The Star Wars villain problem is solved in the first three episodes of Andors

The Star Wars villain problem is solved in the first three episodes of Andors ...

The Disney Plus series' backers have hit a critical juncture in the run-up to Andor: This isnt more of a Star Wars space opera. Instead, it is the real story of a faraway galaxy.

Andor is a more general understanding of the conflicts between light and dark in a world ravaged by the Force and other forces large and small. Diego Luna said in a press conference about returning to his role of Cassian Andor. It's quite relevant today to tell the story of what needs to happen for a revolutionary to emerge.

In a time when the world needs to be remotely just, it takes a leap of imagination to guess what feels so prescient about that storyline right now. What works best about Andor in the first four episodes screened to critics is the grounded look at how the Dark Side developed itself as a force to be reckoned with. And no one personifies that better in these early episodes than Kyle Sollers' bad guy, Syril Karn.

[Ed. note: This post contains spoilers for the first three episodes of Andor.]

Syril is the sort of bootlicker who wants more credit for his work. He takes the utmost pride in his presentation, altering his uniform to make himself the shiniest apple in the group.
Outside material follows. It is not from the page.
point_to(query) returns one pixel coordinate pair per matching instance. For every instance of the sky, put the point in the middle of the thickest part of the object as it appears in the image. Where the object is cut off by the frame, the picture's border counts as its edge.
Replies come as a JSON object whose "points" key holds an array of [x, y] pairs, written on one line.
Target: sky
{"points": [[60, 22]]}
Hes an ass. In the first episodes of Andor, it's clear Syril believes in himself.

Syril stands out (and not just because of those crisp blues and reds) in a moment when Star Wars has been unable to produce good guys. Boba Fett was a dreadful mess, offering up neither a complicated antihero nor a particularly compelling antagonist for our beleaguered hero to face off against. The Mandalorian was a decent enough twist on the Star Wars good/evil dichotomy, but the villain was not what really defined the show (even when played by

Syril feels like a better version of the most recent failings. Even on his first impression, he is fully baked: a literal businessman who believes himself a hero and, without making him Right, operates from a position that makes each of his actions seem rational and understandable.

Sollers' buttoned-up performance demonstrates how personal it is for him as he performs his job. Syril underscores that two men were killed in the first episode. If it's not worth staying up for, then Im not worthy of the uniform. It's the assumption that people in positions like his can be easily lost in the corporate world at large.

And so, in an attempt to make himself known, he makes disastrous errors and gets more company employees killed in the process. Because he overlooks how its solidarity in action works; we see him and his enforcers recklessly run into a half-baked strike before we return to Syril, brokenhearted and presumably Empire-pilled.

Syril, while deeply rooted in the Empire's central death cult, is still light years away from that moral universe. He isn't menacing because he is not some fallen Templar. He's dangerous because he's imitating monster without fully understanding it. However, as we know it long, long time later, that's the kind of banal evil that can be the most deadly.

The first three episodes of Andor are now available on Disney Plus. New episodes are released every Wednesday.